Composition of secure multi-party protocols. A comprehensive study. (Q1407493)

Multi-party protocols consider the scenario where several parties wish to jointly compute some function. Such a protocol is secure if it does not reveal anything beyond what is necessary (privacy) and each party receive its correct output (correctness). The book studies security of multi-party protocols under composition, i.e. when more protocols run in succession or simultaneously.

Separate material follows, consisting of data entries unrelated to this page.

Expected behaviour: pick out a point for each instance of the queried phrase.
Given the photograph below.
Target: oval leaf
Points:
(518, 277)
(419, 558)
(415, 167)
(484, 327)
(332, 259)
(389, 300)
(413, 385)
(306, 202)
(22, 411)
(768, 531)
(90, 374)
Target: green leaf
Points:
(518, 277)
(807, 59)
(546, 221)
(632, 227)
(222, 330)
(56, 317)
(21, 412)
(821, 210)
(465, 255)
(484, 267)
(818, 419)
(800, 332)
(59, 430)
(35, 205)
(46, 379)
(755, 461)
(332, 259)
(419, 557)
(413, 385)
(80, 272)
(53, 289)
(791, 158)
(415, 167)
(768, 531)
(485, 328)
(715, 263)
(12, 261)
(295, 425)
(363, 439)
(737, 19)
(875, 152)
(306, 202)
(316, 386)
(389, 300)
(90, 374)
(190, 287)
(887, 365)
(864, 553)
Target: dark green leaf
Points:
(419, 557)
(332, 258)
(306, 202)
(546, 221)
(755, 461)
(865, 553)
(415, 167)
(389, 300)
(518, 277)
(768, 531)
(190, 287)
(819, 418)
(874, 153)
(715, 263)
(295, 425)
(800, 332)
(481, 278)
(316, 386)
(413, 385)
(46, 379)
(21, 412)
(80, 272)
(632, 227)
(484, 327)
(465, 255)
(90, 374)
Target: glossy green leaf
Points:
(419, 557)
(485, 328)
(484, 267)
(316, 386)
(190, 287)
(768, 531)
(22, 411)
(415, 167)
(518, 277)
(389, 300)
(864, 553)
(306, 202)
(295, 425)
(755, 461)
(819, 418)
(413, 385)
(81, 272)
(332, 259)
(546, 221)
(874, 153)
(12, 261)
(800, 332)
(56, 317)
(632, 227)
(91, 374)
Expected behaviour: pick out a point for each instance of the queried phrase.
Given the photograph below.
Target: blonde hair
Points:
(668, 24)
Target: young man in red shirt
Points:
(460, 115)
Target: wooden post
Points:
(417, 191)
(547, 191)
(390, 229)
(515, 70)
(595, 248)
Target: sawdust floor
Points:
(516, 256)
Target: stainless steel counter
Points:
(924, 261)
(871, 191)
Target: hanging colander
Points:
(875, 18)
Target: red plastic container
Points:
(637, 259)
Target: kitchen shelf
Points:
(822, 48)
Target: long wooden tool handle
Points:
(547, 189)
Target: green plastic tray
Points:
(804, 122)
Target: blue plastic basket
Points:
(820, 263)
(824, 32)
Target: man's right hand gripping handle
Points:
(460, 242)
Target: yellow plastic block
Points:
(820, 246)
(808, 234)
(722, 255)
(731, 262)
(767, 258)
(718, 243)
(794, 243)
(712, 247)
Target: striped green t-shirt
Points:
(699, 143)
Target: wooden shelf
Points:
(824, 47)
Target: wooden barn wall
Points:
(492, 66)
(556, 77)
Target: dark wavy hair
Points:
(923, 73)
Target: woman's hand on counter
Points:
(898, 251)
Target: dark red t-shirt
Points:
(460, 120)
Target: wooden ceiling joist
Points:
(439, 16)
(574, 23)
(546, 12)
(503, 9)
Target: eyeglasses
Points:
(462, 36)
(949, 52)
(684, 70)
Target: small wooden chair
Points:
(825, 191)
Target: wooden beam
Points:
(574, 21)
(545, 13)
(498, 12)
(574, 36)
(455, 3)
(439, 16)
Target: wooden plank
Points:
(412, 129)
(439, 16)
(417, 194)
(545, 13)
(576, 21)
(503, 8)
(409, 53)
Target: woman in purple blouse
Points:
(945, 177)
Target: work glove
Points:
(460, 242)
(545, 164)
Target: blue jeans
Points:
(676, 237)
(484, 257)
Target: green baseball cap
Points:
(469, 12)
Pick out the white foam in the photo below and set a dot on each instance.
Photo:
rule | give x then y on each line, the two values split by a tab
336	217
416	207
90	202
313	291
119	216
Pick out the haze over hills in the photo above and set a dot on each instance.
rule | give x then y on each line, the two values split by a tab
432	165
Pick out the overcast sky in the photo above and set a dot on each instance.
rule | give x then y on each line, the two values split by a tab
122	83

The initial chapter introduces the problem of multi-party protocols and security properties; describes possible adversarial models and types of protocol compositions; and summarizes new results presented in the book. Three technical chapters follow. The first one deals with the composition of authentication Byzantine agreement. The protocol securely simulates a broadcast channel within a point-to-point network, and is the key tool in the design of secure protocols for multi-party computation. The author shows that the problem of achieving secure broadcast is strictly harder when composition is allowed. Using unique identifiers to solve the problem is discussed. Lower bounds for the composition of deterministic protocols are presented as well. In Chapter 3 it is shown that if the definition of secure computation is slightly relaxed (``computation with abort''), one can construct secure protocols without using Byzantine Agreement, and, as a result, multi-party protocols in a point-to-point network that remain secure under self composition can be achieved for any number of corrupted parties and without a broadcast channel. The last chapter deals with the problem whether the secure multi-party computation remaining secure under general composition can be achieved for any number of corrupted parties, considering an asynchronous multi-party network and an adversary that can adaptively corrupt as many parties as it wishes. Several secure multi-party protocols are presented.